Results of a study released today by the National Cancer Institute suggests that heavy smokers may be able to reduce the chances of dying from lung cancer through low-dose helical computed tomography (CT) scans. In a randomized national trial of more than 53,000 current and former heavy smokers, CT scans led to outcomes with 20% fewer deaths from lung cancer.
This finding will likely play a very significant role in several class action lawsuits against Philip Morris which seek to have the company pay for periodic CT scans for heavy Marlboro smokers. One such case, Donovan v. Philip Morris, has been certified as a class action in federal court in Massachusetts. In 2009, the Massachusetts Supreme Judicial Court recognized medical monitoring as a valid cause of action (the Harvard Law Review discusses this decision here in a pdf).A similar case is awaiting a decision on class certification in New York: Caronia v. Philip Morris. The class in both cases are represented by the firm of Levy Phillips & Konigsberg.

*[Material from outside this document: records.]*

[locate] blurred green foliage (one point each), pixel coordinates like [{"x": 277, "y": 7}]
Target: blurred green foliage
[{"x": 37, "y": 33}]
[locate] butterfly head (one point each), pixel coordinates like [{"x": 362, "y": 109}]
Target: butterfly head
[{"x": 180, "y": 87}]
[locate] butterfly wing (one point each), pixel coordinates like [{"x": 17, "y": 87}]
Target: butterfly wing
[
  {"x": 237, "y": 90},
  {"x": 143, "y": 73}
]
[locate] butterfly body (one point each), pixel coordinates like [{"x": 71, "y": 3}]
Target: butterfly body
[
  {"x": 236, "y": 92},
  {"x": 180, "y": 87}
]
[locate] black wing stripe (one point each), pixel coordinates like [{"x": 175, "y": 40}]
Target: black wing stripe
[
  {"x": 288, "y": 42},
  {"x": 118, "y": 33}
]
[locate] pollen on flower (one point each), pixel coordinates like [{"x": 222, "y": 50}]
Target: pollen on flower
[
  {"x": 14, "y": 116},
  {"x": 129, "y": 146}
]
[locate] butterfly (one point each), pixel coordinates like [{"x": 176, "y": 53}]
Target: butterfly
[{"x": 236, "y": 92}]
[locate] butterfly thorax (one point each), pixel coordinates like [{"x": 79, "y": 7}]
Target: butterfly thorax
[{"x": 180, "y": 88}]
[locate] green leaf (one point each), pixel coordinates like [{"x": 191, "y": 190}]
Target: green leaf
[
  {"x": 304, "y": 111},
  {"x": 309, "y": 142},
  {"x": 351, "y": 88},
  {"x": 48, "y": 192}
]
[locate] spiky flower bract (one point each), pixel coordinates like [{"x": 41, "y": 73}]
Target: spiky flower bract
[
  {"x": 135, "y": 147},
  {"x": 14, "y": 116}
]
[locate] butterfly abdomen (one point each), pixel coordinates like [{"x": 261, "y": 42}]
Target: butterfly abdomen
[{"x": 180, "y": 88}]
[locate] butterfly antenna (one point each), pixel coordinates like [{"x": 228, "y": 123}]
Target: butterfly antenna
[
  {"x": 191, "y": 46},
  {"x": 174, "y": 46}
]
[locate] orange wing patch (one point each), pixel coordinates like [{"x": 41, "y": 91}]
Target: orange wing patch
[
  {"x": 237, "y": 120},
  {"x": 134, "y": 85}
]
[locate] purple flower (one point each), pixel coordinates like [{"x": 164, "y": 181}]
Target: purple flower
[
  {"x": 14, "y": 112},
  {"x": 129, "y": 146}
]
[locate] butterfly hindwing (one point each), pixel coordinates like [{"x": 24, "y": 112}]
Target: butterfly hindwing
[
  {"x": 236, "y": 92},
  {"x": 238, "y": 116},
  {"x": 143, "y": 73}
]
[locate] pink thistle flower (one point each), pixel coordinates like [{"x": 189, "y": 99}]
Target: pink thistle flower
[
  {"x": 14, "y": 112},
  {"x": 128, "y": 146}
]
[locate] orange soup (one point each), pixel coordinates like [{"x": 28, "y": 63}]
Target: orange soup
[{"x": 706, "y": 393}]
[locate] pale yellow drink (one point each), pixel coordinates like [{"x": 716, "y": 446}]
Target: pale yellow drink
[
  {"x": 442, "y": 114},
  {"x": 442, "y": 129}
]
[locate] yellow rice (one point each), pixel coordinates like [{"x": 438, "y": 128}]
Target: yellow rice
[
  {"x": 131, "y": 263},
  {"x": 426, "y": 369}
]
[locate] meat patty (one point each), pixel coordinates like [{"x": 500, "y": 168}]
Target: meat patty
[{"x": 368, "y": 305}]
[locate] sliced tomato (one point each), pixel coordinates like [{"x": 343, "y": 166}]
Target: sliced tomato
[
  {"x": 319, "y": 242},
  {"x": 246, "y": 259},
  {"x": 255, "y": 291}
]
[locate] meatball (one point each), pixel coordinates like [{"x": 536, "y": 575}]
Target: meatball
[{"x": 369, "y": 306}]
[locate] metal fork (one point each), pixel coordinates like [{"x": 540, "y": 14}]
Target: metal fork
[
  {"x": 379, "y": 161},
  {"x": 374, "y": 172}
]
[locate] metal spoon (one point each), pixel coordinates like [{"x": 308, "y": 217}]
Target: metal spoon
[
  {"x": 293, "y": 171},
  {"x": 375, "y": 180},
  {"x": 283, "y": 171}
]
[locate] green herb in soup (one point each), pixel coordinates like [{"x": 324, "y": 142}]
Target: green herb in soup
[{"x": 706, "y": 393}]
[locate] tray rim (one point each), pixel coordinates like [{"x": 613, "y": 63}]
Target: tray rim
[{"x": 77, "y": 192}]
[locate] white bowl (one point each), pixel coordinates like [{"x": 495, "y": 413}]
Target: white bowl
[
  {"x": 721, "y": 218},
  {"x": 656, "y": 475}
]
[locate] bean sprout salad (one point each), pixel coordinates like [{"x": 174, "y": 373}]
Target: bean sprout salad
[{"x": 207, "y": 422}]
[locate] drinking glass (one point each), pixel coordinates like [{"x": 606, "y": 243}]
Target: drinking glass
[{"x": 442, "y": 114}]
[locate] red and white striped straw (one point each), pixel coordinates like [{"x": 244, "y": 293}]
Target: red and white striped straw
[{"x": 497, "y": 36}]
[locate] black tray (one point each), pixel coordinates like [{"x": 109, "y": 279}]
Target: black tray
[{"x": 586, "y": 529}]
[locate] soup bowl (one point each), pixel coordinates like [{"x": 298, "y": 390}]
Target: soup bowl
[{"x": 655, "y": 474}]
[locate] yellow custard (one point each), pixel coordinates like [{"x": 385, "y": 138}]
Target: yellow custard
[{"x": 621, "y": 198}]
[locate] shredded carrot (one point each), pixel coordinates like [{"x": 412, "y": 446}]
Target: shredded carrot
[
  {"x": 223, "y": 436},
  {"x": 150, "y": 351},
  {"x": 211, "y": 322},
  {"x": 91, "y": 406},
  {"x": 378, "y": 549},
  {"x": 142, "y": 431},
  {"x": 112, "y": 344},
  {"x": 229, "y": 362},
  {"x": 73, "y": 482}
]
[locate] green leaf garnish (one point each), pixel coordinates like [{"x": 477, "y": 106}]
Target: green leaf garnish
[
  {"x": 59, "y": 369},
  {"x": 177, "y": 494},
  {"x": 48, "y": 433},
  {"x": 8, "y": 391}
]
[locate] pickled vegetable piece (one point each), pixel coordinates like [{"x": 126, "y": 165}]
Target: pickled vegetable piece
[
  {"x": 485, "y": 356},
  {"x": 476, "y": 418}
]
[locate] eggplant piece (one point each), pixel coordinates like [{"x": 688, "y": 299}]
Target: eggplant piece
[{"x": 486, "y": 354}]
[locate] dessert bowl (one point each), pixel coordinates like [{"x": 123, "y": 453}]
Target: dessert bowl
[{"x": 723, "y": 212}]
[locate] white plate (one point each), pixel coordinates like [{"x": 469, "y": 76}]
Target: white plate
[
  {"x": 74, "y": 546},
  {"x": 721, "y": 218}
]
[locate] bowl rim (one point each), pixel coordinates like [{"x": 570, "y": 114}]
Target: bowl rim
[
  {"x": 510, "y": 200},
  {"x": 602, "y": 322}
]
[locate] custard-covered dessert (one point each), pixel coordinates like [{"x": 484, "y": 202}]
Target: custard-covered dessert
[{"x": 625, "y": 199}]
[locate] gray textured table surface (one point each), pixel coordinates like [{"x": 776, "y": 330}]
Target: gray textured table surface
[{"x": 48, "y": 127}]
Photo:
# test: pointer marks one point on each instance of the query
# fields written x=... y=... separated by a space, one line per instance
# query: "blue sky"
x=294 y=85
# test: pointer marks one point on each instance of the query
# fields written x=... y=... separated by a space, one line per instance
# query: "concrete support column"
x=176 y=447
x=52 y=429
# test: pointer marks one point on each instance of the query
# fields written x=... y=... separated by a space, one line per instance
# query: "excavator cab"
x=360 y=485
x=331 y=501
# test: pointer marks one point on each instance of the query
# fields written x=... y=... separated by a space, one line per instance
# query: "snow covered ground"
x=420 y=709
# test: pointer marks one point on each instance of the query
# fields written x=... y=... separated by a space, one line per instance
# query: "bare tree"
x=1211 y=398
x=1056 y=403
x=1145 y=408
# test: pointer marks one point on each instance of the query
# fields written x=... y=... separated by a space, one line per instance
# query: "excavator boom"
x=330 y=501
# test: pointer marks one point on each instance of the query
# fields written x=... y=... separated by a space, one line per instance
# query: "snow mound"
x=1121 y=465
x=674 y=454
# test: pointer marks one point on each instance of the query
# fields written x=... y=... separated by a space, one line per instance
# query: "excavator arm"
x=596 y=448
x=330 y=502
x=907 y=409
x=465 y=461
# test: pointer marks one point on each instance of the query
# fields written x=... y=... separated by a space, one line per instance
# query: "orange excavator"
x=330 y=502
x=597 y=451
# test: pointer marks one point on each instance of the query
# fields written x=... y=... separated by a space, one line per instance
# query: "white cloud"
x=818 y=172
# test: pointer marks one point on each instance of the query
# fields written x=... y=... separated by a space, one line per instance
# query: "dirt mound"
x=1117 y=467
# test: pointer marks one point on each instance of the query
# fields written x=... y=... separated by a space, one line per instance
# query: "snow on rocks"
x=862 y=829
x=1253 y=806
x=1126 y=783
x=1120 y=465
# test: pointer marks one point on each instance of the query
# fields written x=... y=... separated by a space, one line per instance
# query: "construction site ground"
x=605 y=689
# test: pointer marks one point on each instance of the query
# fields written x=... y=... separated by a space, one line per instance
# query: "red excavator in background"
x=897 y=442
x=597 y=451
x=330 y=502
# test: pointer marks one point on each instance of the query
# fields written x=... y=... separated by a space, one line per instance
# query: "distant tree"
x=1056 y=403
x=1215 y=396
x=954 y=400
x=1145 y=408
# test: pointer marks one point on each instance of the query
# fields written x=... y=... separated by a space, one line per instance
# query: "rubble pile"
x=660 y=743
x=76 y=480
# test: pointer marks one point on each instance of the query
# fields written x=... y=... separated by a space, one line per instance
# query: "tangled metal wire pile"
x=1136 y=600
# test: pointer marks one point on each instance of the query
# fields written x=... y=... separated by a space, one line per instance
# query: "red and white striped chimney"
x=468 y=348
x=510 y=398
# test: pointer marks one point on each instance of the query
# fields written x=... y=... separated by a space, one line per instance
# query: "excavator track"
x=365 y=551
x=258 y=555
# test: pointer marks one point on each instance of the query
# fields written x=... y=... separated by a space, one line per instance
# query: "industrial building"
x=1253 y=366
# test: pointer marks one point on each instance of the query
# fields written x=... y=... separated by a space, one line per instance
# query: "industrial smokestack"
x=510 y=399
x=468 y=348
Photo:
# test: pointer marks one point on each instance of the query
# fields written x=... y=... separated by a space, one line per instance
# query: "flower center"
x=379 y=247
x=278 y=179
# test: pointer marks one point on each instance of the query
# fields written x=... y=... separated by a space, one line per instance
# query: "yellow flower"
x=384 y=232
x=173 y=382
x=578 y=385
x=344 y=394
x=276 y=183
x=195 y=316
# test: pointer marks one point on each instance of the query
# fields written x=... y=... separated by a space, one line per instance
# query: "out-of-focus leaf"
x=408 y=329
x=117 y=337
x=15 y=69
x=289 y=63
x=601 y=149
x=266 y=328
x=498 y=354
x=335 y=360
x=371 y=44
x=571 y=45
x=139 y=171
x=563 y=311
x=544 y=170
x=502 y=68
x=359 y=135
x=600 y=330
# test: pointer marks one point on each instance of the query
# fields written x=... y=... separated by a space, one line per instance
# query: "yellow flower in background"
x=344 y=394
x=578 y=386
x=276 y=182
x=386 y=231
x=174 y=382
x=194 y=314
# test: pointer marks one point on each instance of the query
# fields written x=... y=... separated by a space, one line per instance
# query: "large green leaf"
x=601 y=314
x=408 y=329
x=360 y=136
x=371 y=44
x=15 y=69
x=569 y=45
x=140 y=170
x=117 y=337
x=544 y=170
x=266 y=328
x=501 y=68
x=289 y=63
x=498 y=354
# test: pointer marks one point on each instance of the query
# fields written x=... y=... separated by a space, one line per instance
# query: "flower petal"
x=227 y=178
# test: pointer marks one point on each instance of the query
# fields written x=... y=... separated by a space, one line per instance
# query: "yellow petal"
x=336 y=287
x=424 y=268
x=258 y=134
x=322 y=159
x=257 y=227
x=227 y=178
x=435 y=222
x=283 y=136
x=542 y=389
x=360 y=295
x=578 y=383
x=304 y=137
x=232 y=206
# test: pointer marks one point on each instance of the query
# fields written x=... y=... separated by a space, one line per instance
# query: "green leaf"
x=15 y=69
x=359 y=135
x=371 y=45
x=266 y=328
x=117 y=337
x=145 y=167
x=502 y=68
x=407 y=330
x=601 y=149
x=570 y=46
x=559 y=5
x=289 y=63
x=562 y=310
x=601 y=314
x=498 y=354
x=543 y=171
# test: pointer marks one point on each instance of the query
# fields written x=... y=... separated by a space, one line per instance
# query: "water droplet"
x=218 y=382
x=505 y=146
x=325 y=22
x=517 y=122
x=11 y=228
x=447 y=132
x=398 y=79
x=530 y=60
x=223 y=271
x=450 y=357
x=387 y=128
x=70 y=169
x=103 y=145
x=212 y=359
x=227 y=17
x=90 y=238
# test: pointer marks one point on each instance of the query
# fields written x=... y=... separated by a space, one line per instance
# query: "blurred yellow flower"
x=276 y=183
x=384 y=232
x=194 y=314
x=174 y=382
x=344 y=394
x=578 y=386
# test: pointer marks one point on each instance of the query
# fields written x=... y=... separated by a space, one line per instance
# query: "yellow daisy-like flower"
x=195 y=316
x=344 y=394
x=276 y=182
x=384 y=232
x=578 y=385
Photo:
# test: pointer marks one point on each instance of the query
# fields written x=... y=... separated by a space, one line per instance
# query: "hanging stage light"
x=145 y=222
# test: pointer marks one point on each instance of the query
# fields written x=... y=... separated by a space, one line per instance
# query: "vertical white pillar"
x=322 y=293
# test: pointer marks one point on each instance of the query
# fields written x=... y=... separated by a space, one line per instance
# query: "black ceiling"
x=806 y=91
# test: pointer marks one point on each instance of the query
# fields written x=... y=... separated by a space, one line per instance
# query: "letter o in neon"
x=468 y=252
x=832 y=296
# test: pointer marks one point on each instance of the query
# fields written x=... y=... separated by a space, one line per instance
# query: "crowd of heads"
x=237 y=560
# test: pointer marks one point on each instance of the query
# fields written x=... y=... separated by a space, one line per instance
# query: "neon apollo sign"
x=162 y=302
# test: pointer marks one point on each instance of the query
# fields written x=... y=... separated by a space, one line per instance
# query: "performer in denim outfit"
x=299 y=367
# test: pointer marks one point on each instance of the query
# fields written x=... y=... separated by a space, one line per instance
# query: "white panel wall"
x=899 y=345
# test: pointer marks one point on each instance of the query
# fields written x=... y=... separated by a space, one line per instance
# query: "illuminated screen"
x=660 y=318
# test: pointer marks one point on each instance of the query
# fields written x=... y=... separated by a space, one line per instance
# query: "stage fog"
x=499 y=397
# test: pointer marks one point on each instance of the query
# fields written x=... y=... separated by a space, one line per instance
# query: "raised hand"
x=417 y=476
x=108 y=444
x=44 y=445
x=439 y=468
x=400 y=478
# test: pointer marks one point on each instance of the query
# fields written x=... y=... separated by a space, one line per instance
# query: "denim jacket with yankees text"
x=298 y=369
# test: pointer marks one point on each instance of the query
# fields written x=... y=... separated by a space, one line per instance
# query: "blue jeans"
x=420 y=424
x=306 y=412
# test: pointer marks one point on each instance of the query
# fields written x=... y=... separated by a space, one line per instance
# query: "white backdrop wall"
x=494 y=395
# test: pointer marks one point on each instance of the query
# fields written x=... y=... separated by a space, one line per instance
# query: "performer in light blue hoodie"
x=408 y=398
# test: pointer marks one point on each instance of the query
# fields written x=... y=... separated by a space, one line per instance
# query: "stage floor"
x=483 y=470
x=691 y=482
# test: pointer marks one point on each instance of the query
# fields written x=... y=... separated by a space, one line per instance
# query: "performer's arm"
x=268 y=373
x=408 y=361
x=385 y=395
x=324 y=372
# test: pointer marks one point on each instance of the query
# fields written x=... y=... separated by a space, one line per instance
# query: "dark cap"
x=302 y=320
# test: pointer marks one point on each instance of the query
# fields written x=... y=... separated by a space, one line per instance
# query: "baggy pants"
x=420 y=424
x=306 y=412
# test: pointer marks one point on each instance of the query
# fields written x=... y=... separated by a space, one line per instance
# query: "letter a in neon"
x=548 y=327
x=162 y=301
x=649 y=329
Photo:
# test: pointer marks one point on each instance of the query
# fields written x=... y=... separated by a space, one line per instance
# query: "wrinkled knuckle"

The important thing about this and similar cases is that they are on behalf of people who are not yet suffering from lung cancer from smoking but who are at dramatically increased risk for the disease. Most health insurance plans will not cover CT scans, even for heavy smokers. Therefore, the people at the highest risk for lung cancer do not usually benefit from this diagnostic procedure. However, until today, there was not as clear a case to be made that CT scans would substantially benefit heavy smokers. Risks from these procedures include possible unnecessary radiation exposure and complications from further diagnostic procedures subsequent to an inconclusive scan.
The only case of this sort to go to trial did so twice (due to a mistrial) and resulted in a defense verdict. That case was Blankenship v. Philip Morris. The findings from the NCI study released today might very well have led to a different result there and in pending and future cases.